Previews: 04 Oct 2018

“All the right votes, but not necessarily in the right order”

After last week’s tale of three cities, the three by-elections on 4th October 2018 are all in or based on towns. It’s a vintage week for octogenarian veterans of local government, as we discuss two Tory and one Labour defence in the eastern half of England. Read on…


Moor

Chesterfield council, Derbyshire; caused by the death of Labour councillor Keith Brown at the age of 62. He had served since 2011 for Moor ward, and was also a Chesterfield councillor for St Helen’s ward from 1983 to 1991. His working life was spent in social services: he had retired a few years ago from the adult care service of Derbyshire county council.

It’s Tory Conference week, so the obvious place to start is with, yes, a contest between Labour and the Liberal Democrats.
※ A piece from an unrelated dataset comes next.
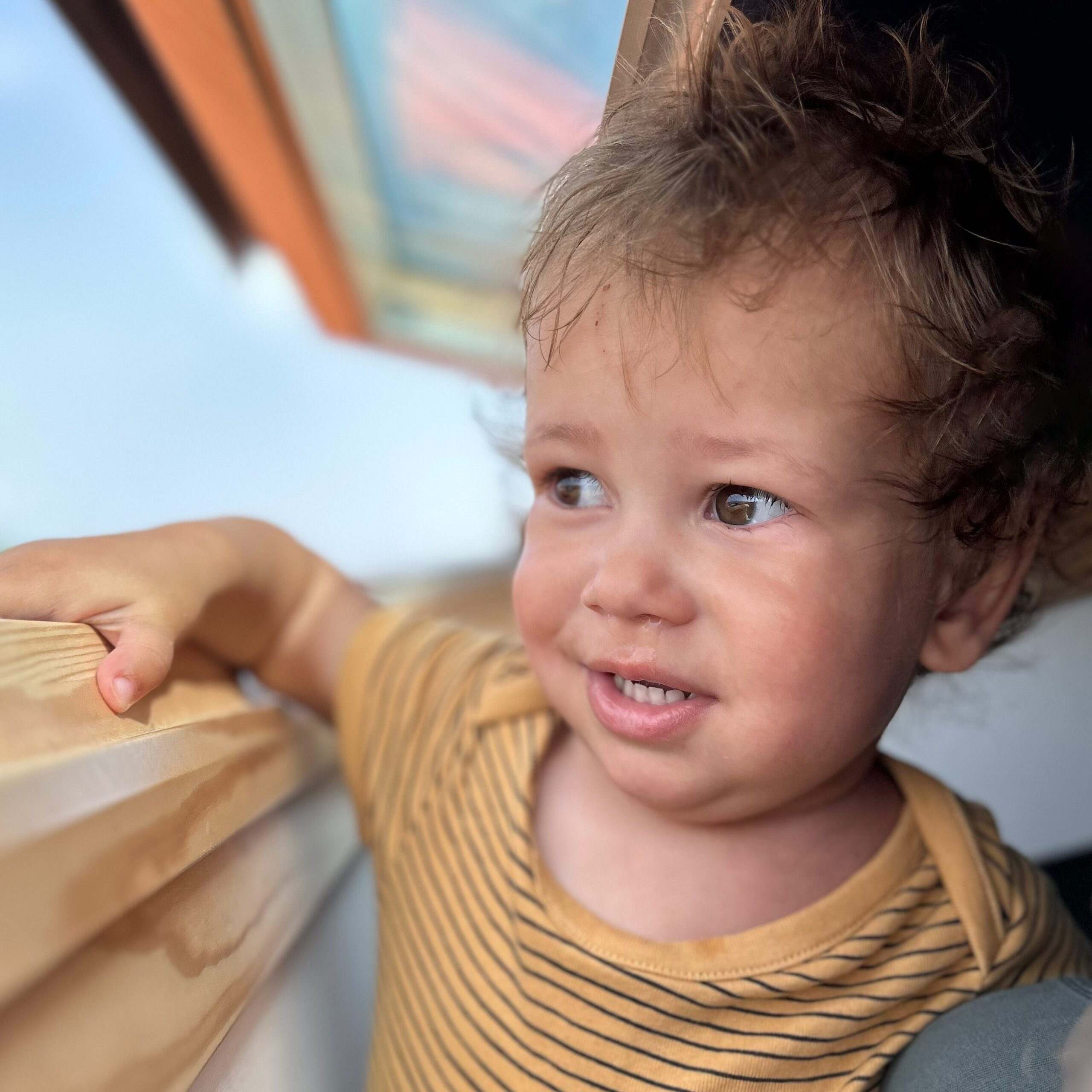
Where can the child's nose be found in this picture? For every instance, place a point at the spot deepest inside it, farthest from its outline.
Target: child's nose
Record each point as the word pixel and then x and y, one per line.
pixel 636 581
We’re in Chesterfield, the largest town (as opposed to city) in Derbyshire; this is an old market town which became an industrial centre during the Industrial Revolution. There was lots of coal under Chesterfield, and associated industries grew up taking advantage of the raw material and the transport links offered by the River Rother, the Chesterfield Canal and the railways. One of those industries was a large glassworks on Lockford Lane, located in the Whittington Moor area a mile or two north of the town centre. The glass factory closed in the early 2000s and the site has since been redeveloped: it’s now home to a supermarket and the Proact Stadium, which since 2010 has been the home ground of Chesterfield FC. Overlooking this from the west is a rather deprived ward, although not by any means the worst-off area of town.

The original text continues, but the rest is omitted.